The 6426 Project challenges Sunday School classes and churches to pray for an unreached people group (UPG). According to Bob Mayfield, BGCO Sunday School specialist who has developed this prayer emphasis, we have had 1,907 people groups adopted by 1,907 of our churches. Some of you may wonder if praying for people you have never seen really makes a difference. Well, read the testimony shared with me during my trip to Hong Kong by one of our East Asian missionaries. He tells of the efforts of Pastor Donny Crittendon and the Paradise Valley church near Lawton. Be blessed and start praying!

“God is here on this Earth, and He is not silent. May His people continue to hunger for His will to be done.

A book came out in 2004 called People of the Buddhist World: A Christian Prayer Guide by Paul Hattaway. In the introduction, he lists the 10 most unevangelized and unreached Buddhist peoples. In the number one slot (as the largest and least evangelized) is a sub-group of Northwest Asia called the Oirat (or Torgut) with a population of 200,000 having no known missionaries engaging them and no known Christians amongst their thousands.

God called my wife and me, through the International Mission Board, to this people in 2006. I was not surprised to find that God was already at work, but “how” God works is always beyond my imagination.

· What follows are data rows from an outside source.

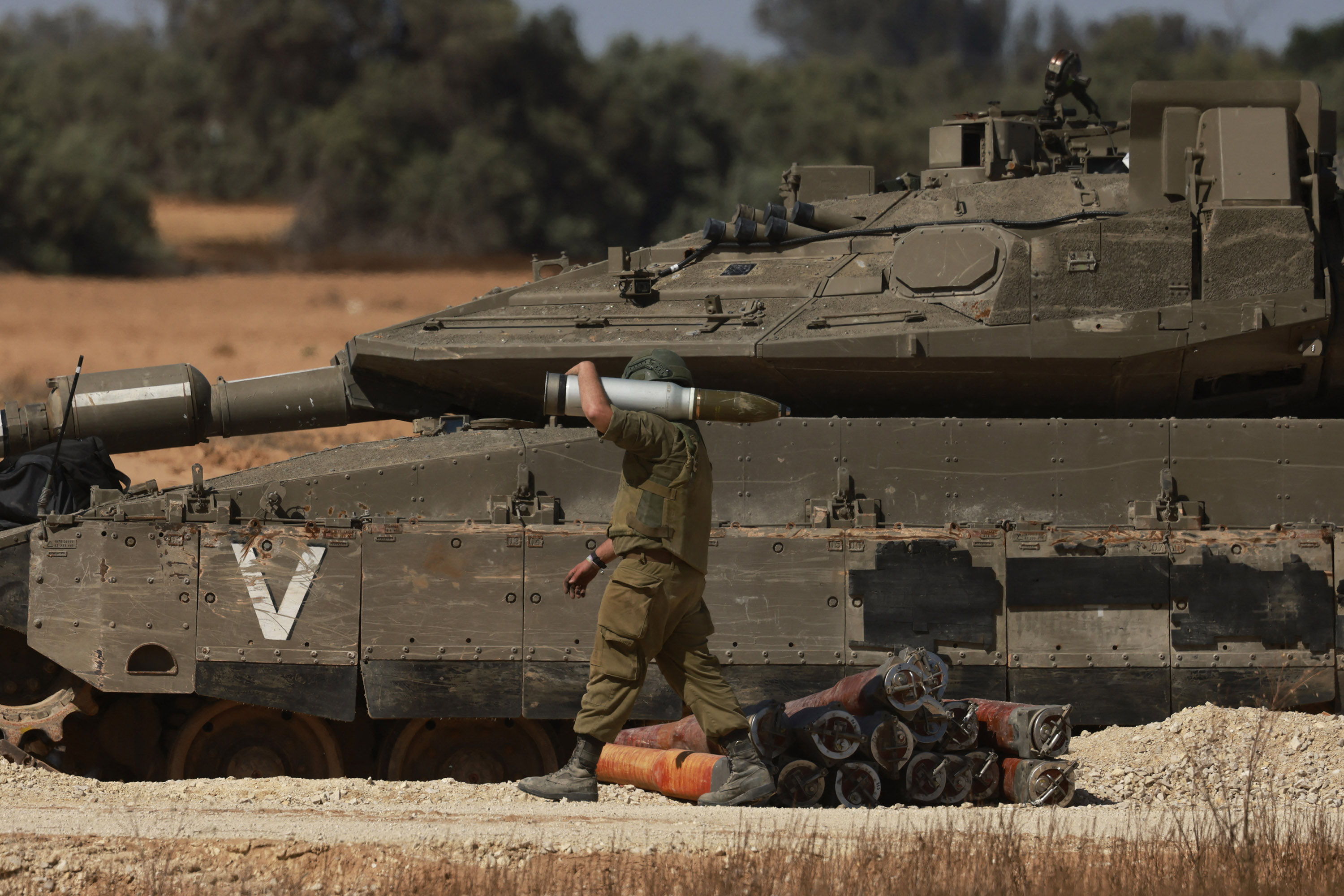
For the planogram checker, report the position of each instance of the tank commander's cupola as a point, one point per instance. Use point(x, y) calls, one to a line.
point(1003, 144)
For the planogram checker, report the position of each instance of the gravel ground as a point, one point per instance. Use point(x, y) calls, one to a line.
point(1182, 766)
point(1207, 754)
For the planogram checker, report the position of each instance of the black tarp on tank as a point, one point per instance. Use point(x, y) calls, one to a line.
point(84, 464)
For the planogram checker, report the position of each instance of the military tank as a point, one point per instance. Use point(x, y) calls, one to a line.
point(1064, 409)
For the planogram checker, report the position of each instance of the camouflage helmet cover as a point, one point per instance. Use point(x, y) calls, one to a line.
point(662, 366)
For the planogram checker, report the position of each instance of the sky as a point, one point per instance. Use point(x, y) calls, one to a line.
point(726, 25)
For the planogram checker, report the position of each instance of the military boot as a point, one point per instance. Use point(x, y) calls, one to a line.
point(749, 781)
point(574, 781)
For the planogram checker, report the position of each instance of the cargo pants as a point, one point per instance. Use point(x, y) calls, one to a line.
point(655, 610)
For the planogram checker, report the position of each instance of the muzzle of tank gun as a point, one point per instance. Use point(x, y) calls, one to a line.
point(857, 785)
point(886, 741)
point(666, 400)
point(826, 735)
point(1025, 730)
point(174, 406)
point(820, 220)
point(1041, 782)
point(800, 784)
point(961, 781)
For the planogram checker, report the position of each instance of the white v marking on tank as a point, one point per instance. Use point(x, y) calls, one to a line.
point(276, 624)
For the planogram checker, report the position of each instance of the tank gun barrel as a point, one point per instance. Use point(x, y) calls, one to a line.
point(172, 406)
point(666, 400)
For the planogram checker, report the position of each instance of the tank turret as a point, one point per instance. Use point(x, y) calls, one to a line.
point(1029, 272)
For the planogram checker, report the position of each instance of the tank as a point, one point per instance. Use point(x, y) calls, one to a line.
point(1064, 412)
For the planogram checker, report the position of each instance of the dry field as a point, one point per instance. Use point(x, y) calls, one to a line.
point(232, 326)
point(1197, 827)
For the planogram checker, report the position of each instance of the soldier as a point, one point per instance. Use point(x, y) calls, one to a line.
point(654, 607)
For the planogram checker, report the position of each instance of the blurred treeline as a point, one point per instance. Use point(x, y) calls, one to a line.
point(461, 127)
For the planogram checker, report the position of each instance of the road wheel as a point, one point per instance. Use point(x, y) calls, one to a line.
point(232, 739)
point(476, 751)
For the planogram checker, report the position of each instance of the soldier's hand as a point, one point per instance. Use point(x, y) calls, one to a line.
point(577, 582)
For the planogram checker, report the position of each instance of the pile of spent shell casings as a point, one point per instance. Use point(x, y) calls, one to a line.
point(886, 737)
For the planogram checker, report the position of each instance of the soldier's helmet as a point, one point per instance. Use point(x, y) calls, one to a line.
point(662, 366)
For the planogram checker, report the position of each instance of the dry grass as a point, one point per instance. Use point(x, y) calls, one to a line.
point(1303, 859)
point(183, 222)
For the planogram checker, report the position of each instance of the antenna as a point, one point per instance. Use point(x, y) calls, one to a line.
point(45, 497)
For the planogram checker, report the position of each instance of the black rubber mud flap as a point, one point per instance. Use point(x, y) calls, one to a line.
point(1098, 696)
point(556, 691)
point(14, 586)
point(924, 593)
point(443, 688)
point(318, 691)
point(1085, 581)
point(1262, 687)
point(1280, 607)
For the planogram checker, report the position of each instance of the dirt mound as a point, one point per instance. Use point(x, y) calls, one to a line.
point(1211, 755)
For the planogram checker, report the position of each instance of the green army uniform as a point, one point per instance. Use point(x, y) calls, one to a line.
point(655, 605)
point(654, 609)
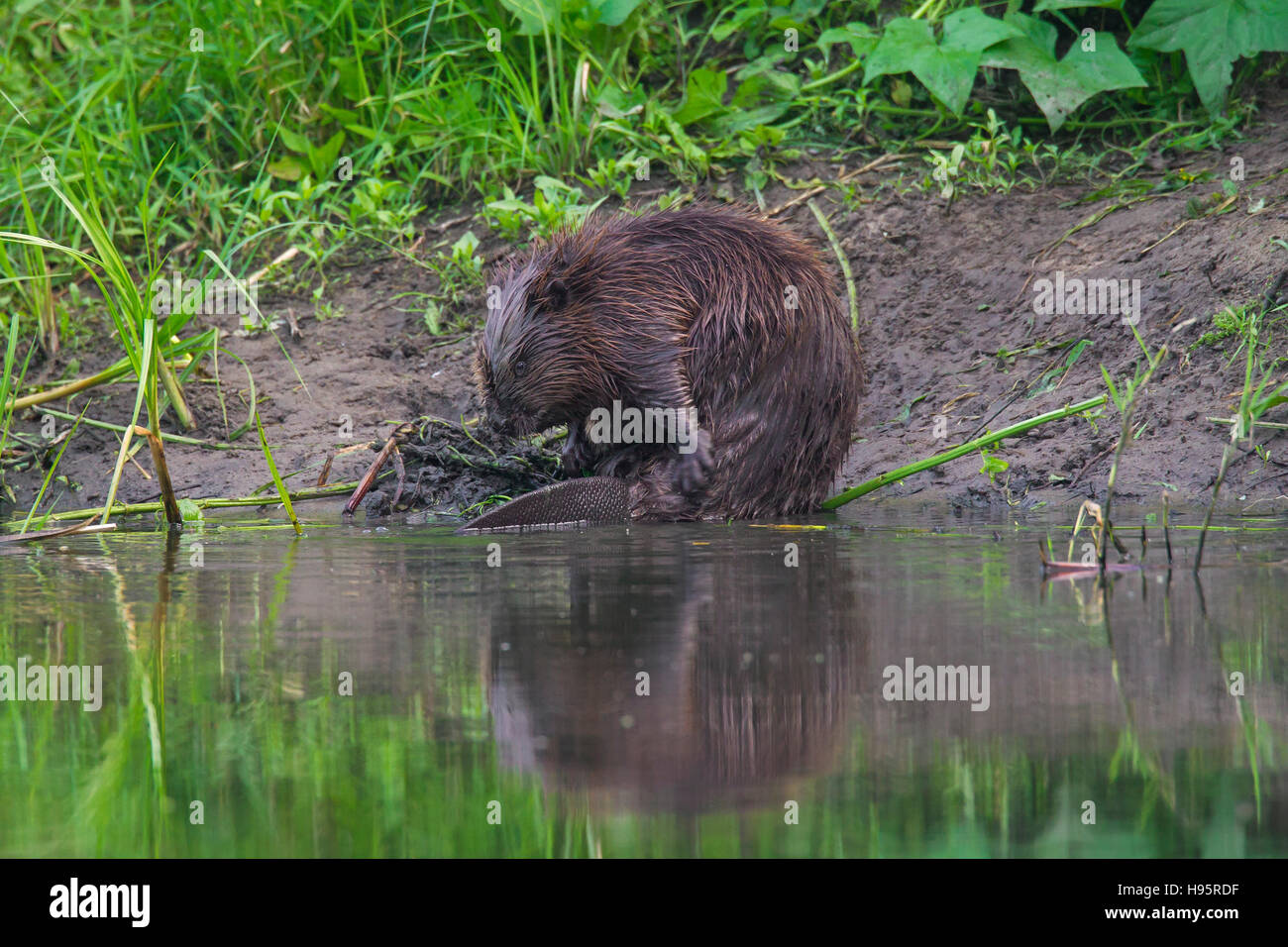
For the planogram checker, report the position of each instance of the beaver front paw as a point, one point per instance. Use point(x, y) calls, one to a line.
point(692, 472)
point(576, 455)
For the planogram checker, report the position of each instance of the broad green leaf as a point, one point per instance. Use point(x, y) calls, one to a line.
point(948, 69)
point(973, 31)
point(1060, 85)
point(614, 12)
point(1214, 34)
point(703, 95)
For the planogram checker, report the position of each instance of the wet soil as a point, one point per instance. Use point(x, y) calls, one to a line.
point(947, 311)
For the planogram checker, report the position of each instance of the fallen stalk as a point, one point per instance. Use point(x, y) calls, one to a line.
point(209, 502)
point(167, 438)
point(961, 451)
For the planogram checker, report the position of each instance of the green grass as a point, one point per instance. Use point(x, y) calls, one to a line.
point(283, 112)
point(145, 140)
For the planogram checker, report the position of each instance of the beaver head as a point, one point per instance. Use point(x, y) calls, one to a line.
point(536, 361)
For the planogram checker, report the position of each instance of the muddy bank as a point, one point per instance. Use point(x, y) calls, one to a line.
point(953, 339)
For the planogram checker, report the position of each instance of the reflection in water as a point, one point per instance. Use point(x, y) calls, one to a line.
point(664, 689)
point(748, 665)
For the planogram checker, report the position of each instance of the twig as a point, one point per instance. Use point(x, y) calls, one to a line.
point(844, 178)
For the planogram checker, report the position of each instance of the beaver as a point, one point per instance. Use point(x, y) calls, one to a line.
point(711, 318)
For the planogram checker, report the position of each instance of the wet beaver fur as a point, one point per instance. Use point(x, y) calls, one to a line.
point(708, 308)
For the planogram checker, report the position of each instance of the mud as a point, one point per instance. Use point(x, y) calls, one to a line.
point(953, 344)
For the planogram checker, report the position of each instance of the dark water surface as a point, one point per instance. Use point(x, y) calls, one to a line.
point(494, 709)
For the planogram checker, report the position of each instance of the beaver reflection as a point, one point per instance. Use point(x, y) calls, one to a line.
point(750, 684)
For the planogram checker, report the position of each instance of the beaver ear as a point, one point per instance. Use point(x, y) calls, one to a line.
point(555, 295)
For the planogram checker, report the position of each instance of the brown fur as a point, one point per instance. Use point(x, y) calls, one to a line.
point(675, 309)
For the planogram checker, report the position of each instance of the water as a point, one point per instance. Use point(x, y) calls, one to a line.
point(494, 710)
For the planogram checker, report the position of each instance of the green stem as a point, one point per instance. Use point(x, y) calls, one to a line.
point(960, 451)
point(210, 502)
point(845, 264)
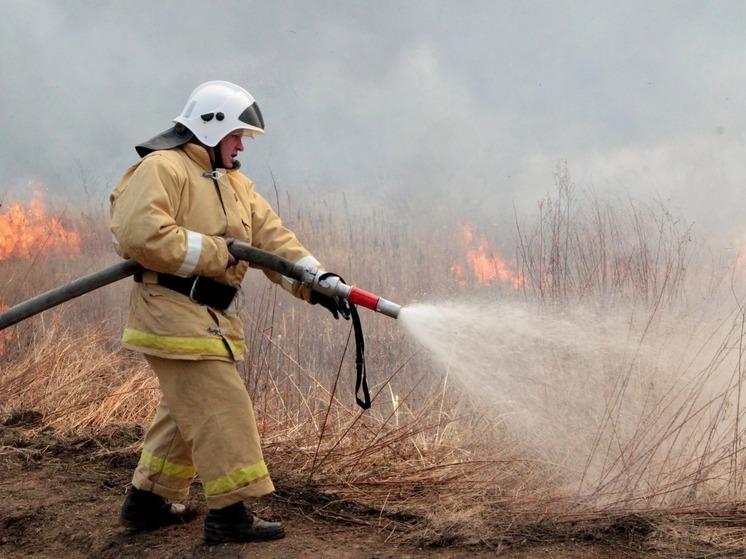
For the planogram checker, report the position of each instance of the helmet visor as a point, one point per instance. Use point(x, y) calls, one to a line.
point(252, 116)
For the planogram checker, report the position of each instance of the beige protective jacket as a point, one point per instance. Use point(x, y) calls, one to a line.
point(171, 216)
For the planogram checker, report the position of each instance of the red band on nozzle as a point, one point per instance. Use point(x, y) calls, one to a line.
point(363, 298)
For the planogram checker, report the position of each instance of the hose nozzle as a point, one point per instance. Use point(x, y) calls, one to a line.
point(333, 286)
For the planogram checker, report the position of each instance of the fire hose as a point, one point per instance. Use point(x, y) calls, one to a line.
point(311, 277)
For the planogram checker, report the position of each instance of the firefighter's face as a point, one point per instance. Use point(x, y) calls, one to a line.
point(230, 147)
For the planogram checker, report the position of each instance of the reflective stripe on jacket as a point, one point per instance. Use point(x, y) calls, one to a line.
point(171, 216)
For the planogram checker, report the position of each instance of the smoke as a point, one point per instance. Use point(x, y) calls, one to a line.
point(423, 107)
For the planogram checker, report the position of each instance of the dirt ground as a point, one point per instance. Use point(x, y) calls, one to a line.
point(61, 498)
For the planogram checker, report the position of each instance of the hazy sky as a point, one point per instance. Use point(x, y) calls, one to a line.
point(468, 103)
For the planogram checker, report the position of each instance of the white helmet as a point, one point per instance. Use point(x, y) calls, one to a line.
point(217, 108)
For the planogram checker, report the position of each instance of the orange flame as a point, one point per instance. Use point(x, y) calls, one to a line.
point(5, 335)
point(485, 265)
point(24, 232)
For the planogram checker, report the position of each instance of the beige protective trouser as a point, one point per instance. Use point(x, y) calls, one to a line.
point(205, 425)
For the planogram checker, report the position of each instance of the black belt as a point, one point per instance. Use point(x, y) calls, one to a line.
point(199, 289)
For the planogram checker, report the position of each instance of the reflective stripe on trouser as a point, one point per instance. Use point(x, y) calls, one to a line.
point(204, 425)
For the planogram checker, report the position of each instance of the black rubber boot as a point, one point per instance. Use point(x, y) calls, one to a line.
point(234, 524)
point(143, 510)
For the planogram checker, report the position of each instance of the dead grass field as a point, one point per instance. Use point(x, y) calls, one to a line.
point(429, 471)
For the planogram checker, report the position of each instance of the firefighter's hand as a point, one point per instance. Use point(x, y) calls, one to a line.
point(336, 305)
point(232, 260)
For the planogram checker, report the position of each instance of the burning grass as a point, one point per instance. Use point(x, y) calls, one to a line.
point(662, 458)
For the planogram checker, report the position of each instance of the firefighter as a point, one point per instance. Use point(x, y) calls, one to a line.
point(175, 212)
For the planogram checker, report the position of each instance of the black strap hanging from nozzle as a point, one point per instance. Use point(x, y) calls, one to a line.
point(361, 380)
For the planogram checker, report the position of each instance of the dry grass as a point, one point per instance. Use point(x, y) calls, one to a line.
point(428, 460)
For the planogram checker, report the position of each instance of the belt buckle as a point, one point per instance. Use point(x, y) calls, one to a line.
point(193, 290)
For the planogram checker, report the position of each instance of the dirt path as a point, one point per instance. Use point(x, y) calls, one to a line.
point(60, 499)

Through some young college students from Georgia, we “stumbled” upon a small, rural Asian house church in an out of the way area near Kazahstan. The statistics showed that Torgut Mongols lived in the area, and those students were sent out to try to find if there were any believers. When they bumped into this rural house church and asked them if they knew of any Torgut Christians, the church responded, “Yes, we have eight who attend our church”—the first Torguts known to believe in Jesus.

We began a relationship with them, as secretly as possible, to provide resources and training. I was then contacted by a pastor in rural Oklahoma, Don Crittendon, asking if he could come and bring a few friends with him to visit the Torgut areas, because they had adopted them as a UPG and had prayed for the Torgut people. In the end, only the pastor was able to come out.

When he arrived, we immediately bought him a local hat so that he could almost pass as a local Russian. We took the train (two 12-hour, overnight trips to get to that rural church from where I was living) and arrived in the village at 4 a.m. After arriving at the house church, which was the base of their worship and outreach activities, Don and I sat down to breakfast and tea, and we began sharing the life of Christ with each other. Don mentioned that his church began praying for the Torgut (or Oirat) about four years before. The house church pastor (with a few others in leadership) stopped and asked, “How long ago? When did you start this?” “About four years ago.” “That’s very interesting! It was four years ago that the Lord touched our hearts with the burden of reaching out to the local people of another ethnic group!”

There was electricity in the air, and we all smiled. God had clearly wanted to begin the redemptive work of the Torgut people at this time, and called a small rural Oklahoma church to pray and moved the hearts of the Asians into loving action to serve the needs of the Torguts as a way of sharing the Gospel. At the time of Crittendon’s visit, the Torgut believers had gone from eight to 40, with whole families coming to faith.

In the autumn of 2008, my wife and I were expelled from the country as undesirables because we had shared Jesus with the Torgut people. At the time of our leaving, there were about 120 Torguts who believed, as well as a number of Kazahks.

God is in this world, and He is not silent. We, however, need to choose to join Him, don’t we?”

Anthony L. Jordan is executive director-treasurer of the Baptist General Convention of Oklahoma.